La tripartie qui vient de s’achever à Alger a permis aux participants de s’accorder sur la révision de la loi relative au système de retraites. Les conditions actuelles « ne permettent plus » le maintien du dispositif de départ à la retraite sans condition d’âge, ont souligné dimanche les participants aux travaux de la 19e tripartite (gouvernement-syndicat-patronat). « Les participants à la tripartite, et afin de préserver et consolider le dispositif national de retraite, considèrent que les conditions actuelles ne permettent plus le maintien de ce dispositif de départ à la retraite sans condition d’âge », a-t-on mentionné dans le communiqué final ayant sanctionné les travaux de cette rencontre.

Il est également précisé que « l’ordonnance 97-13 du 31 mai 1997 instituant le départ à la retraite sans condition d’âge s’était faite dans une conjoncture particulière de mise en œuvre du programme d’ajustement structurel, à titre transitoire, pour atténuer les effets induits par les fermetures d’entreprises et des compressions d’effectifs ». Le communiqué relève, en outre, que les participants à la 19ème tripartite « ont, à l’unanimité, admis que le maintien actuel de ce dispositif entraîne des conséquences dommageables aussi bien aux équilibres financiers de la Caisse nationale de retraite (CNR) qu’à l’outil de production qui enregistre, chaque année, d’importantes déperditions au niveau de ses ressources humaines, notamment les plus qualifiées dans un dispositif qui s’est avéré souvent inégalitaire ».

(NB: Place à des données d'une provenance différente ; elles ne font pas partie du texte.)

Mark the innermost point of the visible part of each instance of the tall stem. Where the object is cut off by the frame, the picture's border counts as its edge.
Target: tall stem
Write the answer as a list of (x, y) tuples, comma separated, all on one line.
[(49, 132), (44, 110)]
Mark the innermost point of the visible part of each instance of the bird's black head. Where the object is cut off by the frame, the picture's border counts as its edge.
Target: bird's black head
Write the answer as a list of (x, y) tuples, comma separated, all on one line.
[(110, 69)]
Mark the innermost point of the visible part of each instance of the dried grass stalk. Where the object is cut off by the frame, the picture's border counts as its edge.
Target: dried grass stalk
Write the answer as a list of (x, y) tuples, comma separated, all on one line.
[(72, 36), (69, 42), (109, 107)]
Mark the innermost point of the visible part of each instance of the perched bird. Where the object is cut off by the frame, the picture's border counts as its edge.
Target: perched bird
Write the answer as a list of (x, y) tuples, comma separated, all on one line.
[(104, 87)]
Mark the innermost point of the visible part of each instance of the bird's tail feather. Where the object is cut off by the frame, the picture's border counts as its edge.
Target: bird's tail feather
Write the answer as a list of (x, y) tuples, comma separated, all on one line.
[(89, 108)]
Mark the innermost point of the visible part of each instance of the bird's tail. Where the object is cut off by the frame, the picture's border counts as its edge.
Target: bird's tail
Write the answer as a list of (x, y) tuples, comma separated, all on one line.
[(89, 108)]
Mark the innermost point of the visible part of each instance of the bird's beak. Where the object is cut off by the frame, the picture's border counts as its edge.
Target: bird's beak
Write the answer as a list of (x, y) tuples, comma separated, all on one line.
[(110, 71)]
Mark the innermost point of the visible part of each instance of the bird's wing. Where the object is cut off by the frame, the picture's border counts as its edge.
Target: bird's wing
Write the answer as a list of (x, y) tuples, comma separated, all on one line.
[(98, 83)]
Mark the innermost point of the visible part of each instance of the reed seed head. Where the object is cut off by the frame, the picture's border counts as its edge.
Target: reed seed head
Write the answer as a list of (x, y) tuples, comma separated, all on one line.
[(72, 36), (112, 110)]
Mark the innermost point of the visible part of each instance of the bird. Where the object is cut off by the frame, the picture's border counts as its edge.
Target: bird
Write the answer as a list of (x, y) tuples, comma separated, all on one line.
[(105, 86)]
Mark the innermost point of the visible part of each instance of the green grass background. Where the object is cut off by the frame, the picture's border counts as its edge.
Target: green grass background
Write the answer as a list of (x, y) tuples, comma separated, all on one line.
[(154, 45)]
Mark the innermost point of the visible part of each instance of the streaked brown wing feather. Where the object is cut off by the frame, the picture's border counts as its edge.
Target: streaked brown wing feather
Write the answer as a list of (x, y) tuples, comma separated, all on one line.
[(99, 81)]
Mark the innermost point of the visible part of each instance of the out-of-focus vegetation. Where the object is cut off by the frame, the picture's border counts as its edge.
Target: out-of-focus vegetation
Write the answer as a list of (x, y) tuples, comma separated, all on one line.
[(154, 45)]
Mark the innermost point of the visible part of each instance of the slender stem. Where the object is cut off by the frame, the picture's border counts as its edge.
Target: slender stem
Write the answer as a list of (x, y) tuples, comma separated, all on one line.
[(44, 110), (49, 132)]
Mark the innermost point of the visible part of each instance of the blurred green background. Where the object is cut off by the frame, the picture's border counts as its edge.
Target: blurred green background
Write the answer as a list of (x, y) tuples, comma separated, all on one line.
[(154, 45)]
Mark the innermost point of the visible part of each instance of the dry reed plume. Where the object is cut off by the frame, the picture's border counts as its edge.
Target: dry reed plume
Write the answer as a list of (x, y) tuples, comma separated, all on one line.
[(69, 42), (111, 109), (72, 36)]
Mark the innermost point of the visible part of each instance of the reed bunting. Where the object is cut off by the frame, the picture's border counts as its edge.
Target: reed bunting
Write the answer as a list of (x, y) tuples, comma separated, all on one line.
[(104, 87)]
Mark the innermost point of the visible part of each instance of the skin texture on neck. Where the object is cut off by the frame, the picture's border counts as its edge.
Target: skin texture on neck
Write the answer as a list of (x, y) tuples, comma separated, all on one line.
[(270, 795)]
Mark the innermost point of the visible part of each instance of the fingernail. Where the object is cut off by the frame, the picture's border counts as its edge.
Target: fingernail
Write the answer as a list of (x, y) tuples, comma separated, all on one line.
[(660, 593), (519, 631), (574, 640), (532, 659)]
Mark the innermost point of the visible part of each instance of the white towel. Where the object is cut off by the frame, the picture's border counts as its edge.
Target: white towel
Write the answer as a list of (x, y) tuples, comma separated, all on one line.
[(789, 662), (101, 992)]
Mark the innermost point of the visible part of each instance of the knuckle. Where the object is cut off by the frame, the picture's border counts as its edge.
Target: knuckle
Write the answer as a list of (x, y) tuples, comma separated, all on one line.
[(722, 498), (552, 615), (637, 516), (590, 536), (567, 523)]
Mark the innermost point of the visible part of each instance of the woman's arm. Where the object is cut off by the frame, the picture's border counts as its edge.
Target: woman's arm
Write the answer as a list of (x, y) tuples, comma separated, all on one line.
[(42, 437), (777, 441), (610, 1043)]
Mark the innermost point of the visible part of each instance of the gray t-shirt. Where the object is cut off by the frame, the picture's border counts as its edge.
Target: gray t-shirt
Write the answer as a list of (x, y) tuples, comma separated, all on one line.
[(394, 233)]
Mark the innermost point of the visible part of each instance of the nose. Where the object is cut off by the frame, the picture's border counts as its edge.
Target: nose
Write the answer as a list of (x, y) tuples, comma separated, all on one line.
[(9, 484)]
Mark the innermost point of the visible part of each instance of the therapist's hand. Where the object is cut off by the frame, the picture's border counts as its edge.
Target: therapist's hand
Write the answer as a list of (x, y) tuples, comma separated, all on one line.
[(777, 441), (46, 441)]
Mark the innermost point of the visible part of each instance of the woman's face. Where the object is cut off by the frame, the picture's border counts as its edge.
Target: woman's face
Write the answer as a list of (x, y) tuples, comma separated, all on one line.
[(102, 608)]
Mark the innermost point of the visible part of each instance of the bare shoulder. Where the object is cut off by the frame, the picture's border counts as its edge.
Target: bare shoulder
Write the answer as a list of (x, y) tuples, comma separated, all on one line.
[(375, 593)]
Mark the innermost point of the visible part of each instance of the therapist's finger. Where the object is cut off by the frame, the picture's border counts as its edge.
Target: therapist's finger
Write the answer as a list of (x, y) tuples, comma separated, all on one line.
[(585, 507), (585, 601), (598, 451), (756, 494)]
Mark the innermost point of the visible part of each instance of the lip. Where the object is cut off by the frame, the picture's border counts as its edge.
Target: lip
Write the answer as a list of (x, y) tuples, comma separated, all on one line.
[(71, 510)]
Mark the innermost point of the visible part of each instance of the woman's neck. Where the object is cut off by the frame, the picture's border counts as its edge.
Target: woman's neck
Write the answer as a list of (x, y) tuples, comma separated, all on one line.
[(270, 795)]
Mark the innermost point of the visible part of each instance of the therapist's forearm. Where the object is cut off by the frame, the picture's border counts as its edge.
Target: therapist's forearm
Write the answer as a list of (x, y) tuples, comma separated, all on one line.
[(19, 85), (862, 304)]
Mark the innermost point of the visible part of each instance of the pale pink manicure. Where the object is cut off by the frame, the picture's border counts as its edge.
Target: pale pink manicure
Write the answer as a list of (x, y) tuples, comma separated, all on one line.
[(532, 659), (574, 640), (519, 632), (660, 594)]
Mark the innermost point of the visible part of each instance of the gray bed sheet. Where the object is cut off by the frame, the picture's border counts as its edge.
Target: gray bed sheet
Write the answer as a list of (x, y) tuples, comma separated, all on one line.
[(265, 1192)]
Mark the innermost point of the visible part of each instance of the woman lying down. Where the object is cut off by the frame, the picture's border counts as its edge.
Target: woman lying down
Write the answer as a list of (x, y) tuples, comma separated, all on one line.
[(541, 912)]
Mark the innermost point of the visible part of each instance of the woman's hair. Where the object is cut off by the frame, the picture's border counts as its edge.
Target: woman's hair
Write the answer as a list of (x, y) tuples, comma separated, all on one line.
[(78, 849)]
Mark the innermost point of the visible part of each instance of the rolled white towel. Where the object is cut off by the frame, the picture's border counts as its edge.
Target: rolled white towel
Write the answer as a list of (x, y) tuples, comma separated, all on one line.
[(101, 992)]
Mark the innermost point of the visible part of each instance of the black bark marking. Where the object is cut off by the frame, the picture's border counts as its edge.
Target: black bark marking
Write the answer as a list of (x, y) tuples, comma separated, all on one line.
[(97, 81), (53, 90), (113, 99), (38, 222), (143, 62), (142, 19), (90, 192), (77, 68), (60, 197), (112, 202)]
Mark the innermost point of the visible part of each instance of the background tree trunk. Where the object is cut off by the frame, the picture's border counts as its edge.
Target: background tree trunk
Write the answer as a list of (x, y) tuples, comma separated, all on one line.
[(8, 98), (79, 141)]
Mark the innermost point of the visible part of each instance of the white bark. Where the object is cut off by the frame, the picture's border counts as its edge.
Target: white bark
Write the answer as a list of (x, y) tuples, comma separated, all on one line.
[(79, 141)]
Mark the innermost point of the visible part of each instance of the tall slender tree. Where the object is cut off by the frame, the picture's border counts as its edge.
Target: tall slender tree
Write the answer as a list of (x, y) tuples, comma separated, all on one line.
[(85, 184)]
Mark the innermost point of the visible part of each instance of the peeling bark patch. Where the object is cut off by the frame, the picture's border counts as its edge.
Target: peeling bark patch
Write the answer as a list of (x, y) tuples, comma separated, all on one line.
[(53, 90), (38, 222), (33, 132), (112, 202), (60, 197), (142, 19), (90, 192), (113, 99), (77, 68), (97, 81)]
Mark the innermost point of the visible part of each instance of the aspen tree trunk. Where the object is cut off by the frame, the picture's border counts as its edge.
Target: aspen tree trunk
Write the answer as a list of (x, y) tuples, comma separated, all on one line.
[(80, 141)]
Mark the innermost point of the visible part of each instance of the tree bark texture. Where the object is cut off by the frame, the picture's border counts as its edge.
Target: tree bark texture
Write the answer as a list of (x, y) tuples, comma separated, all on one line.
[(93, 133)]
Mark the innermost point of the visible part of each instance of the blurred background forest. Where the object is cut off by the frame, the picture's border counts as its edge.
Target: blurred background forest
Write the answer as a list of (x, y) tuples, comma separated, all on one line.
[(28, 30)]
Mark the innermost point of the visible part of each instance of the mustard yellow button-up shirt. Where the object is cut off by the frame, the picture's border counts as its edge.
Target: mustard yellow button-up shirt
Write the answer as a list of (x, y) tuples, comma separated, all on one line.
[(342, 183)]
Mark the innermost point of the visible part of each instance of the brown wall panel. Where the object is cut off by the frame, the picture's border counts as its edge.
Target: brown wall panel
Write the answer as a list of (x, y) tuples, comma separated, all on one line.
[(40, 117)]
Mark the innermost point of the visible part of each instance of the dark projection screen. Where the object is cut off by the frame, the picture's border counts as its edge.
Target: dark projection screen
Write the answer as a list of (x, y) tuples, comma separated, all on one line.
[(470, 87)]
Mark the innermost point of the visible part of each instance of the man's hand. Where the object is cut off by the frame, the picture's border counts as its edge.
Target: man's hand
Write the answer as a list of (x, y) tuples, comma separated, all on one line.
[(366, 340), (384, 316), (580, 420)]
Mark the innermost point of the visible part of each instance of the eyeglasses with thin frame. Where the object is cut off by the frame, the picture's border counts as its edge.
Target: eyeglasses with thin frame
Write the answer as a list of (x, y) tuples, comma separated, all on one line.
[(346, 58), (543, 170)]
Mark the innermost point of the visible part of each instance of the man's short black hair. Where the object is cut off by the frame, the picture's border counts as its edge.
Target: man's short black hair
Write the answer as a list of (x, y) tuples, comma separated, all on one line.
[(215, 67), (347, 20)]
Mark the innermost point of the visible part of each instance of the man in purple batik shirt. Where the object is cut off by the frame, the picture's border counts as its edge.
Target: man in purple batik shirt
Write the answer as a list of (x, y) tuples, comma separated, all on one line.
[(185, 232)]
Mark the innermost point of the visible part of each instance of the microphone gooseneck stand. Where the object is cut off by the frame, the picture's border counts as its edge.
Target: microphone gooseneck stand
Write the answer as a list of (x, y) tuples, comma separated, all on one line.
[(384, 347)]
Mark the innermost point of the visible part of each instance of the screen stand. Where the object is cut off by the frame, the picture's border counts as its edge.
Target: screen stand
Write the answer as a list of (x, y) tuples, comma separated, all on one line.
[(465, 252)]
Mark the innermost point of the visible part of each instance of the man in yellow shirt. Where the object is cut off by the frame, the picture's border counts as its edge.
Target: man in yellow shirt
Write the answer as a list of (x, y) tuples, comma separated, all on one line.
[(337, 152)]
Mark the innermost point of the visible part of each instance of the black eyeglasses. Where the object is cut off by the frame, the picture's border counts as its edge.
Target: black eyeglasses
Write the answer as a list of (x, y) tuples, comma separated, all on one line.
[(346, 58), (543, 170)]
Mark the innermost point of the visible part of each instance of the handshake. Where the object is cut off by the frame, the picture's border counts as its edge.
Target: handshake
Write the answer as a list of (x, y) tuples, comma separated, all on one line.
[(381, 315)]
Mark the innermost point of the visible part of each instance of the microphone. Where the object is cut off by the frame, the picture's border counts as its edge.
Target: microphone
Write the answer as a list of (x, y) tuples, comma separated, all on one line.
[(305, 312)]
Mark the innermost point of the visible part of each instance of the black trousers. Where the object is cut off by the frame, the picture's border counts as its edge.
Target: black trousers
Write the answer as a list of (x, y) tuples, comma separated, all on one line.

Les participants ont exprimé, par la même occasion, leur « totale adhésion » à l’abrogation des textes relatifs au départ à la retraite sans condition d’âge, précise le communiqué, ajoutant qu’un groupe de travail, placé sous l’égide du gouvernement, « veillera à la mise en œuvre de cette recommandation, afin de sauvegarder les équilibres financiers de la CNR ». Cependant, en fixant l’âge du départ à la retraite à 60 ans, la tripartie n’a pas suivi la recommandation du président du Forum des chefs d’entreprises (FCE), Ali Haddad, qui a proposé, à la veille de la réunion, de travailler jusqu’à 65 ans.